With `units = "metric"` (the default), `ncei_data()` returns `tmax` and `tmin` in °C and `prcp` in mm. The `date` column is already a `Date`:

```{r}
#| label: plot-temp

ggplot(daily_wx, aes(date)) +
  geom_ribbon(aes(ymin = tmin, ymax = tmax), alpha = 0.3, fill = "#2c7fb8") +
  geom_line(aes(y = (tmax + tmin) / 2), color = "#2c7fb8") +
  labs(
    x     = NULL,
    y     = "Air temperature (°C)",
    title = "Daily temperature range near Kings Creek, WY 2025"
  ) +
  theme_bw()
```

## Barometric pressure and PAR

GHCND covers temperature and precipitation well, but barometric pressure records are sparse in this region. For pressure and photosynthetically active radiation (PAR), use `get_nasa_data()` to pull modeled values from NASA POWER, or `get_ghcnh()` to download observed hourly pressure from the GHCNh archive.

```{r}
#| label: nasa-power
#| eval: false

stream_data <- tibble(
  dateTime = seq(
    as.POSIXct(paste(wy_start, "00:00:00"), tz = "UTC"),
    as.POSIXct(paste(wy_end, "23:00:00"), tz = "UTC"),
    by = "1 hour"
  )
)

nasa_wx <- get_nasa_data(
  data      = stream_data,
  latitude  = lat_kings,
  longitude = lon_kings,
  elev_m    = 320
)

glimpse(nasa_wx)
```

The `PSC` column contains elevation-corrected barometric pressure (kPa), `light.obs` contains PAR (µmol/m²/s), `T2M` air temperature (°C), and `PRECTOTCORR` precipitation (mm/hr).
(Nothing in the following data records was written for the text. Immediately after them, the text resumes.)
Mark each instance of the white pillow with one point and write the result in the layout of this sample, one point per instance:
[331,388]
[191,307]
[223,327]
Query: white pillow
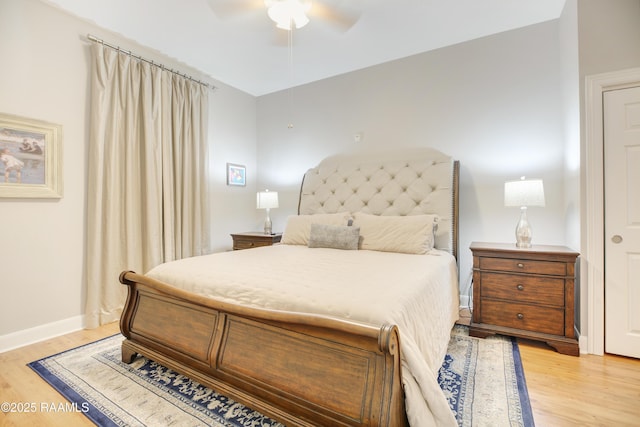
[298,227]
[411,234]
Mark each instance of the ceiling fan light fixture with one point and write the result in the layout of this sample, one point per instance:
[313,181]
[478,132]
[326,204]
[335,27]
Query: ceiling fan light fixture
[286,12]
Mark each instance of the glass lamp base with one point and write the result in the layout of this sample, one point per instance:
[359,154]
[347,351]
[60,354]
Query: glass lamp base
[523,230]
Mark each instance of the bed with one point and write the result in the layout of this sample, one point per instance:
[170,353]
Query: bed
[340,324]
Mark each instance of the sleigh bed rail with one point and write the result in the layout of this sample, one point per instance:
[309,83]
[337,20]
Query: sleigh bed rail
[300,369]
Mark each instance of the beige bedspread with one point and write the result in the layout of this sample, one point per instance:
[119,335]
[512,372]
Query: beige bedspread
[418,293]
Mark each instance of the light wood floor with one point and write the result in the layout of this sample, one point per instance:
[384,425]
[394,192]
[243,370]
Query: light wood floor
[564,390]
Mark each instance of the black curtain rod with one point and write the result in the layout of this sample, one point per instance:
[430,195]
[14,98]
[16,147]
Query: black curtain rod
[128,52]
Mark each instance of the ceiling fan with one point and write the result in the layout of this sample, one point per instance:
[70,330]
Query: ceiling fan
[287,14]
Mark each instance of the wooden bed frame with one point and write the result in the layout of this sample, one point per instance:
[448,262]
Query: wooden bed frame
[299,369]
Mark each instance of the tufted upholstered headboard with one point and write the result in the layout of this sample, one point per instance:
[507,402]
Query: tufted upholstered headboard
[400,182]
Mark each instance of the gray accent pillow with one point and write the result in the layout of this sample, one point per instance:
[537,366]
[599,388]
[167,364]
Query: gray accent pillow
[334,236]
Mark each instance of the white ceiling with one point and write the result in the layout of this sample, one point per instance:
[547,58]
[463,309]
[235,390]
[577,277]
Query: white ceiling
[246,51]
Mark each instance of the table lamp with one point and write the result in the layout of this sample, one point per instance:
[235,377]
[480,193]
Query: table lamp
[267,200]
[523,193]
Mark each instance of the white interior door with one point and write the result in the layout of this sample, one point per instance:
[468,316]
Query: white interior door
[622,221]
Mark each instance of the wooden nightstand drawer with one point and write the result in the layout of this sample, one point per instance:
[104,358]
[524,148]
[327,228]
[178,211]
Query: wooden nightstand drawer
[525,292]
[523,266]
[521,288]
[248,244]
[254,240]
[546,320]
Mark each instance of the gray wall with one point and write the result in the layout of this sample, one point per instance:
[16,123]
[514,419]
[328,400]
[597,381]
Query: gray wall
[496,104]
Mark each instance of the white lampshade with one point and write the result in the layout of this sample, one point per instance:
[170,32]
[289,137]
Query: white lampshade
[284,12]
[267,199]
[524,193]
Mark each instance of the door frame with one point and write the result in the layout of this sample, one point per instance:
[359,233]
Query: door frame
[592,263]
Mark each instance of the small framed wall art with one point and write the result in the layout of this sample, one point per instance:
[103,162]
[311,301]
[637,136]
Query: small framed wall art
[30,158]
[236,175]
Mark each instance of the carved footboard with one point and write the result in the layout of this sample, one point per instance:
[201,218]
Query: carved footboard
[300,369]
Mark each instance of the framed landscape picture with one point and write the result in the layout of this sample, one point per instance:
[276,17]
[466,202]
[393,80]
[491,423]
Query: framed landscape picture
[30,158]
[236,174]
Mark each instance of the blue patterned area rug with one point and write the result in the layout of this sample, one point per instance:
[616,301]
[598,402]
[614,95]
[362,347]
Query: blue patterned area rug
[482,379]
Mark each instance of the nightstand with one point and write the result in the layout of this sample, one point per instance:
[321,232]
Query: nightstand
[253,239]
[526,293]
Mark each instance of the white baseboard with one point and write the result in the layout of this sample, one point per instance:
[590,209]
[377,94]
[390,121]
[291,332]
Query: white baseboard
[464,301]
[40,333]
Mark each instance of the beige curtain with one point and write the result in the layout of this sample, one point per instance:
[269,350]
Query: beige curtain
[147,198]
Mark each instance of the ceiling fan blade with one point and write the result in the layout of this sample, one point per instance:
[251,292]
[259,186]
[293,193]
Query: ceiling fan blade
[232,8]
[341,17]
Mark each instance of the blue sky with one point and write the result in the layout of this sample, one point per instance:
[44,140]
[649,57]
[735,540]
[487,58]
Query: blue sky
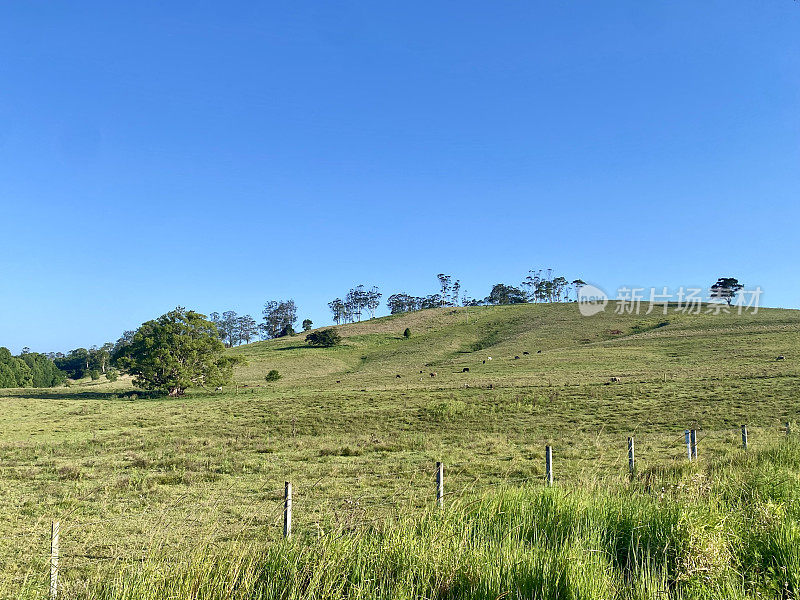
[218,155]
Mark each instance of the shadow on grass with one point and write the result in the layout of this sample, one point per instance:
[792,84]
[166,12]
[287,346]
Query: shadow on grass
[40,394]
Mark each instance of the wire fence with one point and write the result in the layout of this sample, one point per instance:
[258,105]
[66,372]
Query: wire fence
[316,506]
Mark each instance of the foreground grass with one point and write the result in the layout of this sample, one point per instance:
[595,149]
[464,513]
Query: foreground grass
[730,529]
[131,476]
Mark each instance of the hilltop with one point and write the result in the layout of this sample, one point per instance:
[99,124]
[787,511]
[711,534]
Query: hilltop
[563,348]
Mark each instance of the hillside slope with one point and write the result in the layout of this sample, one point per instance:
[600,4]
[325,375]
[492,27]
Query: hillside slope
[563,348]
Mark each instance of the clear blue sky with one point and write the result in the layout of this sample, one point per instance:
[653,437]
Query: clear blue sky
[217,155]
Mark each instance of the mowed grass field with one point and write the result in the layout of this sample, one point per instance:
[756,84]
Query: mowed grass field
[131,475]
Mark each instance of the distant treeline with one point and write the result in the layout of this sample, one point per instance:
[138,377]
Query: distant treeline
[278,320]
[29,369]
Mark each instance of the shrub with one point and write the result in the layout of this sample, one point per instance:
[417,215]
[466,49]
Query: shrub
[325,338]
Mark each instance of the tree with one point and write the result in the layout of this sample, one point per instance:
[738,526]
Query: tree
[278,317]
[337,308]
[444,283]
[228,327]
[44,372]
[75,364]
[14,372]
[577,284]
[373,300]
[726,289]
[247,328]
[454,296]
[179,350]
[324,338]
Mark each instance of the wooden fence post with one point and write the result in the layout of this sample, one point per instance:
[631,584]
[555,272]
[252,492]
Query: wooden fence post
[631,456]
[440,484]
[54,561]
[688,437]
[287,511]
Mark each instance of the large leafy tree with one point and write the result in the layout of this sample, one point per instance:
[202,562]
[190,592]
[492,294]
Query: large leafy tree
[44,372]
[179,350]
[726,289]
[13,371]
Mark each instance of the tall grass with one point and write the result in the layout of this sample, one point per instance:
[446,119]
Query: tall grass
[723,530]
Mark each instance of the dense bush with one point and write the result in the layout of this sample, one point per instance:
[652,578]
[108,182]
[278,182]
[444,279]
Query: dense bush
[28,370]
[325,338]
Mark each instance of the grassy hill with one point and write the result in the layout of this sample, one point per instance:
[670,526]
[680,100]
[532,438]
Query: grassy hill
[129,474]
[564,348]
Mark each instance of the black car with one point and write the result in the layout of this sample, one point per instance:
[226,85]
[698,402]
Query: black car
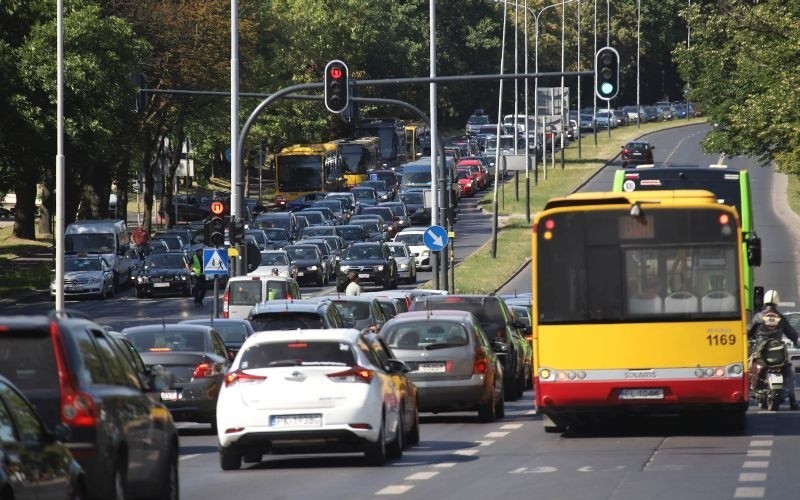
[295,314]
[76,375]
[309,262]
[31,452]
[196,359]
[233,331]
[637,152]
[372,261]
[498,323]
[164,274]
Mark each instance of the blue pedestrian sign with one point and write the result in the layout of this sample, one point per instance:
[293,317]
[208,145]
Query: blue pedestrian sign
[215,261]
[435,238]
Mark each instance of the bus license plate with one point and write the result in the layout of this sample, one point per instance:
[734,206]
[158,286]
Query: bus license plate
[431,368]
[641,394]
[774,378]
[309,420]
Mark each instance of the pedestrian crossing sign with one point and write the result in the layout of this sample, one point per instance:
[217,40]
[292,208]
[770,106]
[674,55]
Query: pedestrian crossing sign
[214,262]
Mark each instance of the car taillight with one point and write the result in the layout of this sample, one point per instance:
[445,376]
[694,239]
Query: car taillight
[481,365]
[239,376]
[354,374]
[203,370]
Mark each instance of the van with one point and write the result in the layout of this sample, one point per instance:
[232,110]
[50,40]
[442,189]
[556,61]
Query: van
[105,237]
[244,292]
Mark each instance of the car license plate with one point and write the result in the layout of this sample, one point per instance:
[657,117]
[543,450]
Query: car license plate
[431,368]
[169,395]
[641,394]
[775,378]
[309,420]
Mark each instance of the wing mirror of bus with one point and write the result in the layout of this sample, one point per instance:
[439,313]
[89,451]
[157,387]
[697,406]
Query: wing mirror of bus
[754,251]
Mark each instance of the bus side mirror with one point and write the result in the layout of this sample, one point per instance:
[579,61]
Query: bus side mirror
[754,251]
[758,297]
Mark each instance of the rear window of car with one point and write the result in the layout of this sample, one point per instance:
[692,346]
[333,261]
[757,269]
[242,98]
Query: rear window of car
[28,360]
[167,340]
[428,335]
[289,320]
[297,353]
[244,293]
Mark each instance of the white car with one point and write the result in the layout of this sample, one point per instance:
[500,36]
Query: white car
[413,237]
[406,262]
[306,387]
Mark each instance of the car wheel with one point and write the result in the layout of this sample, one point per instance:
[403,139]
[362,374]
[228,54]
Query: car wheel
[168,488]
[487,411]
[230,458]
[395,448]
[375,453]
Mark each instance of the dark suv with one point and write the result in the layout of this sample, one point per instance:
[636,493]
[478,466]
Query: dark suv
[636,152]
[498,323]
[75,373]
[372,261]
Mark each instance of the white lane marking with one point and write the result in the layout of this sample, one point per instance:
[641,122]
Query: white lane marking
[749,492]
[496,434]
[752,477]
[396,489]
[421,476]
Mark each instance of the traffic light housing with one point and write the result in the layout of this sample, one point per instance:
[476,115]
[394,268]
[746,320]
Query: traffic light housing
[236,232]
[606,73]
[337,86]
[216,231]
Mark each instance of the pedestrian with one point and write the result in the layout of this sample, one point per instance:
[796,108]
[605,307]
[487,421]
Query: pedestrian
[199,279]
[353,288]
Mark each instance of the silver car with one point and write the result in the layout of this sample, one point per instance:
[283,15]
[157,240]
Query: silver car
[406,262]
[86,276]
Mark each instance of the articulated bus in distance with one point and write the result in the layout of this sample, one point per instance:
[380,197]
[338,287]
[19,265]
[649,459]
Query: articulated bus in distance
[392,136]
[305,168]
[731,187]
[638,307]
[358,157]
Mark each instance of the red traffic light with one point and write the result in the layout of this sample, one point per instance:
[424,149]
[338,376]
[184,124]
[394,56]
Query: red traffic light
[217,207]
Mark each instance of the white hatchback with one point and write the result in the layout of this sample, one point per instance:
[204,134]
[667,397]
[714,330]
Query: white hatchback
[291,391]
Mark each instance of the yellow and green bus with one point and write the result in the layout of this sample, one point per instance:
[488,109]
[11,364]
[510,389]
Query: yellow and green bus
[731,187]
[358,157]
[638,307]
[306,168]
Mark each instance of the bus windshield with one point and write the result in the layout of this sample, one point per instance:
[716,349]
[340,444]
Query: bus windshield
[299,173]
[666,264]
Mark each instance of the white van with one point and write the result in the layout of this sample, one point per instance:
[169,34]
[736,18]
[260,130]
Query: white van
[244,292]
[105,237]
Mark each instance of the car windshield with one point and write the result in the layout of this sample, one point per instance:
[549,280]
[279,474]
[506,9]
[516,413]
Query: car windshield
[426,334]
[166,340]
[173,260]
[314,353]
[274,259]
[411,239]
[82,265]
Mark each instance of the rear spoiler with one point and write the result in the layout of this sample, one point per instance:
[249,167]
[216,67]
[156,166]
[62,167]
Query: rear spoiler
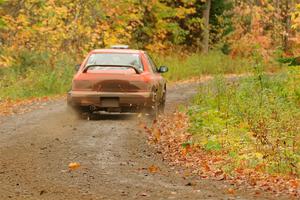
[129,66]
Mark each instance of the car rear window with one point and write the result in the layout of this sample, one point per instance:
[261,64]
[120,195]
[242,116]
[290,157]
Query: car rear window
[114,59]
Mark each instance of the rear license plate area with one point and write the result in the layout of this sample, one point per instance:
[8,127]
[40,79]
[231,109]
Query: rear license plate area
[109,102]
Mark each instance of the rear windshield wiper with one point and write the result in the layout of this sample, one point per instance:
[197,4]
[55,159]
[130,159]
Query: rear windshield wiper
[138,71]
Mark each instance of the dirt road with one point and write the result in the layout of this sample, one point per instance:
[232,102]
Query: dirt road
[36,148]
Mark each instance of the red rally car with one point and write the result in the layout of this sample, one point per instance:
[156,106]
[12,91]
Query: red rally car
[118,80]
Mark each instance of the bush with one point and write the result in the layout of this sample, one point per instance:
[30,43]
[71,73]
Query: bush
[195,65]
[254,120]
[35,74]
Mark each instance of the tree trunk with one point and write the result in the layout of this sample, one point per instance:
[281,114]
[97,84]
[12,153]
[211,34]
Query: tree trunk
[287,24]
[205,37]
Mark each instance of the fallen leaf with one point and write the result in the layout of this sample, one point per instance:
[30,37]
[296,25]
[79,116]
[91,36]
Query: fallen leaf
[74,165]
[153,169]
[231,191]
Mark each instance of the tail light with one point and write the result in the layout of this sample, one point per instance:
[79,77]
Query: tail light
[82,85]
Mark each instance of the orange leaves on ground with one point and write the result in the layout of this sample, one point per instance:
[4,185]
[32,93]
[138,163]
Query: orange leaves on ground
[74,165]
[171,137]
[153,169]
[9,107]
[231,191]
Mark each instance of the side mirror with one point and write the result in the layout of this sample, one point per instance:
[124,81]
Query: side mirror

## Use station IDs with GHCNh data

The `station_id` values returned by `closest_noaa_stations()` also identify GHCNh files. Pass them directly to `get_ghcnh()`:

```{r}
#| label: station-id-note

station_id
```

See `vignette("ghcnh", package = "preMetabolizer")` for a full hourly-data workflow.